SecondTo institute and prosecute all actions and proceedings in favor of or for the use of the state, which may be necessary in the execution of the duties of any state officer.
ThirdTo defend all actions and proceedings against any state officer, in his official capacity, in any of the courts of this state of the United States.
FourthTo consult with and advise the several state's attorneys in matters relating to the duties of their office; and when, in his judgment, the interest of the people of the state requires it, he shall attend the trial of any party accused of crime, and assist in the prosecution.
FifthTo consult with and advise the governor and other state officers, and give, when requested, written opinions upon all legal or constitutional questions relating to the duties of such officers respectively.
SixthTo prepare, when necessary, proper drafts for contracts and other writings relating to subjects in which the state is interested.
SeventhTo give written opinions, when requested by either branch of the general assembly, or any committee thereof, upon constitutional or legal questions.
EighthTo enforce the proper application of funds appropriated to the public institutions of the state, prosecute breaches of trust in the administration of such funds, and, when necessary, prosecute corporations for failure or refusal to make the reports required by law.
NinthTo keep, a register of all cases prosecuted or defended by him, in behalf of the state or its officers, and of all proceedings had in relation thereto, and to deliver the same to his successor in office.
TenthTo keep on file in his office a copy of the official opinions issued by the attorney general and deliver same to his successor.
EleventhTo pay into the state treasury all moneys received by him for the use of the state.
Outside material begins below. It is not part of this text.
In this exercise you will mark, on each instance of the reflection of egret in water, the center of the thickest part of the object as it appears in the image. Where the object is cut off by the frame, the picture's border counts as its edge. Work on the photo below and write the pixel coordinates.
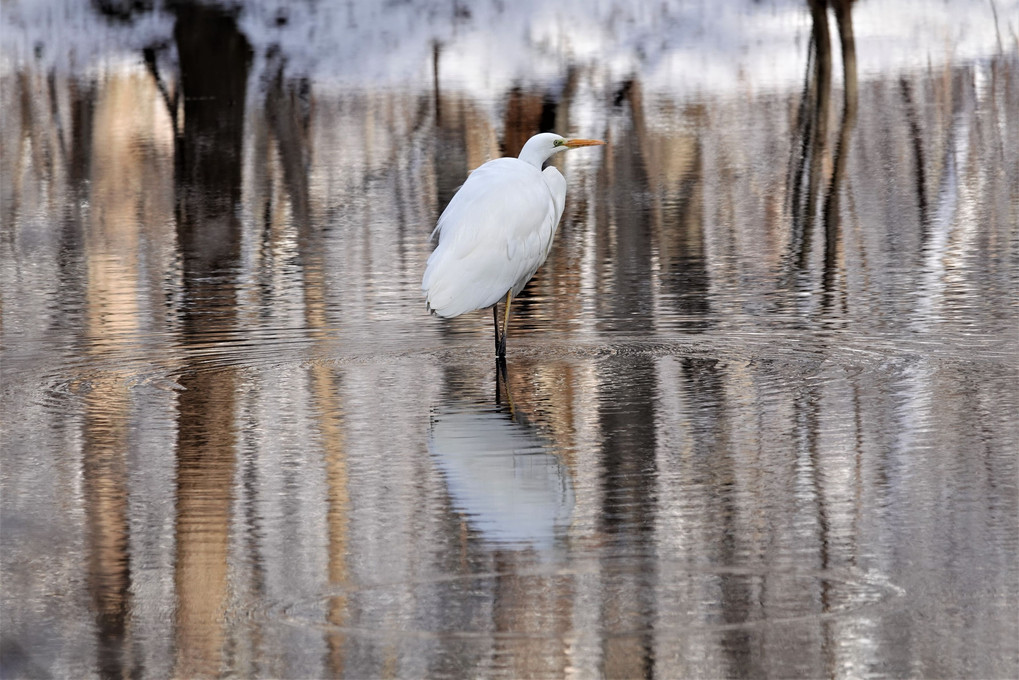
(500, 475)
TwelfthTo attend to and perform any other duty which may, from time to time, be required of him by law.
 Plaintiff in his affidavit in support of his opposition to the instant motion states that he did not make policy for the Attorney General's Office. Plaintiff, however, has not denied that he indirectly makes policy, that he directly implements policy, or that he indirectly implements the policy of the office of the Attorney General. Plaintiff was allegedly Chief of the Attorney General's Opinion Division. From the affidavit of J. Calvin Bostian it is clear that Assistants in the Opinion Division indirectly make certain policy and directly implement policy.
 Despite the fact that defendants are not legally required to give plaintiff reasons for discharge, defendants' motion to dismiss contains affidavits which clearly indicate that J. Calvin Bostian gave plaintiff oral reasons for his termination and further, attempted to deliver a written statement of reasons for termination. This written statement of reasons for termination was in fact delivered to plaintiff's place of residence. See affidavits of defendant J. Calvin Bostian and Robert S. Craner.